Ginger kam mit dem Kopf hoch und probierte mit einem Papiertaschentuch, ob er noch immer Nasenbluten hatte. Es schien aufgehört zu haben.

„Ich halte das nicht aus, wenn du nicht redest", hörte sich Luke sagen, „und ich weiß nicht, was du noch hören willst."

Ginger schaute ihn nun mit seinen Katzenaugen an, dann wieder weg. Luke verlor bereits die Hoffnung, als er doch noch begann zu reden. „Ich bin kein Vollidiot."

„Nein. Ganz sicher nicht."

„Ich hab sofort gemerkt, dass du aus 'ner besseren Kinderstube kommst. So wie du redest. Und dann fragst du ständig und erzählst nichts."

„Und deswegen bin ich ein Polizist?"

„Schon. Aber vor allem hast du den Namen von dem Überlebenden gewusst. Jamie hast du gesagt. Der Name war nicht in der Zeitung oder sonst wo. Dein Polizeigriff vorhin war schon nicht mehr nötig."

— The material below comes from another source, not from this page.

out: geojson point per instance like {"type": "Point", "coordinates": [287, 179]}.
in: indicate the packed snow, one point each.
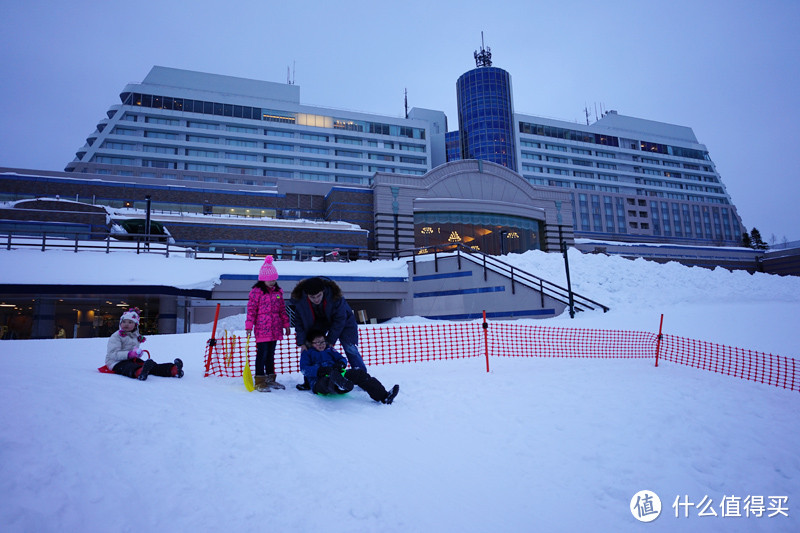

Luke war verblüfft und auch geschockt. Wenn Ginger das so herausbekommen hatte, wenn er so unvorsichtig geredet hatte, vielleicht war er dann doch nicht der Richtige für den Job. Vielleicht sollte er tun, was Blake vorgeschlagen hatte: nachhause kommen. Aber das bedeutete aufgeben...

„Blake, dein Freund..."

„Was ist mit ihm?"

„Wie ist der so?"

Luke war nicht sicher, worauf der Tänzer hinauswollte und zögerte einen Moment, bevor er sich an einer Beschreibung Blakes versuchte. „Er ist attraktiv, klug, arbeitet als Anwalt..."

„Das mein ich nicht. Wie ist er zu dir?"

„Was soll die Frage?"

„Wenn du mein Freund wärst, würde ich nicht wollen, dass du den blonden Lockvogel für einen Perversen spielst."

„Er weiß, was mir das bedeutet." Shit. Das war schon wieder gelogen, aber Luke würde wollen, dass es wahr wäre und noch bis vorhin hatte er geglaubt, dass es so sei.

Ginger zögerte mit der Antwort. „Dann wäre ich auch hier."